Two immense gray draft horses backed out of the trailer and stood quietly. Both wore heavy work harnesses. Even at this distance Tim could see each harness was shiny with fresh oil.
The twins each took a horse and attached some sort of pulling apparatus. Then they walked up Nancy’s lawn and disappeared around her house. The horses followed without lead line or direction.
Tim had never seen horses that big. When he was a kid visiting in the summer, his grandfather had kept a couple of mules to plow his garden, but they looked like miniature donkeys compared to these big guys. The twins must be nearly as tall as he was, but their horses dwarfed them.
He was considering whether to trail along after them to find out what they were doing, when he heard a clatter from the staircase to the second floor.
“Daddy! Did you see?” Angie slid on the wood floor and caught herself on the back of the sofa. “Horses!” She raced to stand at his shoulder. “Where’d they go? Can we follow them?”
“Is your brother up?”
She grabbed his hand and pulled. “Jason? No way. Come on!”
He looked at the light in her eyes, a light he hadn’t seen in much too long. Taking her outstretched hand, he let her pull him up from the window seat and followed her gallop at a more sedate pace.

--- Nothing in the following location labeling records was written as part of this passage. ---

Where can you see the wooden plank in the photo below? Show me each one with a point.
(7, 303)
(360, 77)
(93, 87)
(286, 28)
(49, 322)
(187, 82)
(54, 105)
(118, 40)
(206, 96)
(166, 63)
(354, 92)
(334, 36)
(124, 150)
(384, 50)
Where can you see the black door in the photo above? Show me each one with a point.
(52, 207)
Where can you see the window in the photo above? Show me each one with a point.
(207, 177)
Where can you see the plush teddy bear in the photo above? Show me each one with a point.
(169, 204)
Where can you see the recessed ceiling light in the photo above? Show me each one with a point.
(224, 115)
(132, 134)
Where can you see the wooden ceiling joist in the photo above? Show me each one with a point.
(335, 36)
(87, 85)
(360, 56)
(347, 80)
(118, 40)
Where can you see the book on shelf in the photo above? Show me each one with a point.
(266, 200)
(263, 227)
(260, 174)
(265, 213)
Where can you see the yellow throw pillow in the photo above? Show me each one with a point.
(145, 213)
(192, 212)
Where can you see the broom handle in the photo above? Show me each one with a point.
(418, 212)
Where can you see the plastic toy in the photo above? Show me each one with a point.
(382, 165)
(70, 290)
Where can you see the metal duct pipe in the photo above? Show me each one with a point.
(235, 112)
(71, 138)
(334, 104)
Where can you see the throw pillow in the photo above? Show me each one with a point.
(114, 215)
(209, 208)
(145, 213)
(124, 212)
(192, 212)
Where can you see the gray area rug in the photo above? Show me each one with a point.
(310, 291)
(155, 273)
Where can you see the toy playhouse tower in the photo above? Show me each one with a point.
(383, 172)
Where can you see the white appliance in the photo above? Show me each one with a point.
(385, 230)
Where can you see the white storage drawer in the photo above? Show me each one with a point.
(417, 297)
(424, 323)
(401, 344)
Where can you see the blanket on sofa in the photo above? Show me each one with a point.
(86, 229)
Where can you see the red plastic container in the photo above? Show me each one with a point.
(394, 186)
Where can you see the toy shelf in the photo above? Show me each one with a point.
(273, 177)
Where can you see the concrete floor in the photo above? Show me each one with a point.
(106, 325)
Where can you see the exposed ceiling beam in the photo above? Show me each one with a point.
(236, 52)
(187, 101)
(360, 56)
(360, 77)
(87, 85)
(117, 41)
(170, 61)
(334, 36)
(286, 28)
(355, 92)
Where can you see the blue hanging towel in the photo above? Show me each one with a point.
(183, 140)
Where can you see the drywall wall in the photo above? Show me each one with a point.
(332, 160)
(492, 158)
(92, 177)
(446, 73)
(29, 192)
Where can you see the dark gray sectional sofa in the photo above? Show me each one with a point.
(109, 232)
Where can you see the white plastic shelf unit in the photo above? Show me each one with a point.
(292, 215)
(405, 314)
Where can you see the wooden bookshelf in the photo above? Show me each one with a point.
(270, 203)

Before he reached the lane, she was pelting across Nancy’s lawn like an ordinary kid. “Angie, wait up!” he called after her. If she heard him, she didn’t slow down to wait for him. He jogged after her and saw her reach the men and their rigs halfway across Nancy’s back pasture.

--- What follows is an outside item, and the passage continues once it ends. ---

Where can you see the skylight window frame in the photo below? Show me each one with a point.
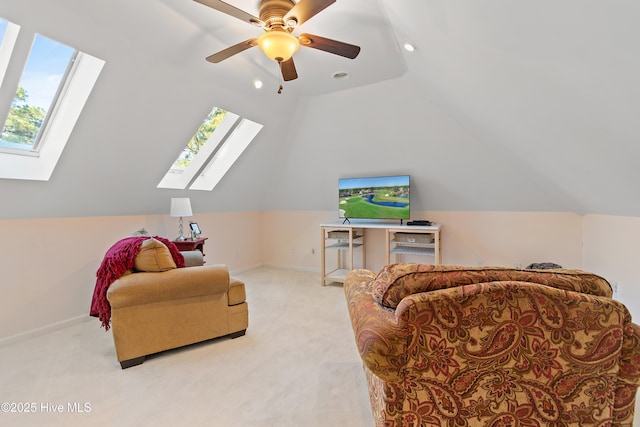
(224, 146)
(23, 164)
(34, 148)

“Hey, young’un,” said one of the men. “Whoa-up, Henry, Herb.” The two horses stopped and stood quietly.
Angie froze. He saw her mouth gape in awe as she realized for the first time that what she’d thought were ordinary horses were in reality gray giants larger than any she’d ever seen in her life.
Tim put his hand on her shoulder. “Hi,” he said. “I’m Tim Wainright and this is my daughter, Angie. Sorry to have bothered you, but Angie saw the horses and…”

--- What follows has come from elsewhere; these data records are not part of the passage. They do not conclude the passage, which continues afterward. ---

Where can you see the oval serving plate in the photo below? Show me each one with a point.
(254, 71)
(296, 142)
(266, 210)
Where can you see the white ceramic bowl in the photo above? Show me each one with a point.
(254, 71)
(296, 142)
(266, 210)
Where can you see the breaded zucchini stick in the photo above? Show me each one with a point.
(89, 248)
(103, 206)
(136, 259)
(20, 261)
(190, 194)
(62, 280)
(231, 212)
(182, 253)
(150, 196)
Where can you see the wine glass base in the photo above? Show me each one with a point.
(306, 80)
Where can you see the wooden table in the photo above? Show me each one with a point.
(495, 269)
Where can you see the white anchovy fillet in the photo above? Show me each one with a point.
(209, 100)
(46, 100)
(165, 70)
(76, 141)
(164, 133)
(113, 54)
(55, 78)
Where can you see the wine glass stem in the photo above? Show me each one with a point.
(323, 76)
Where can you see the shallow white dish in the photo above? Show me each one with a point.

The man nodded gravely at Angie. “Girls and horses.” He pulled off his glove and stuck out his hand. “I’m Phil Cobb. This here’s my brother, Phineas.” He nodded over his shoulder. “Them’s Henry and Herb. Best pair of loggin’ horses in four states.”
“Logging? With horses?”
“Yessiree.” At that point Phineas stepped up, pulled off his glove and shook hands not only with Tim but with Angie. He nodded and stepped back without saying a word.
“Us Cobbs been logging with draft horses four generations I know about. You want to cut and sell a few hardwoods out of the middle of your woods to buy you some seed for spring, call on Cobbs. We’ll bring in ole Henry and Herb here. Once we’re finished cutting and moving the logs out, you won’t never know we’d been in your woods, ’cept maybe the boys’ll leave you some piles of fertilizer.” He chortled. “Course you got to get in line. Me and Phineas, here, we’re pretty well booked up into next spring.”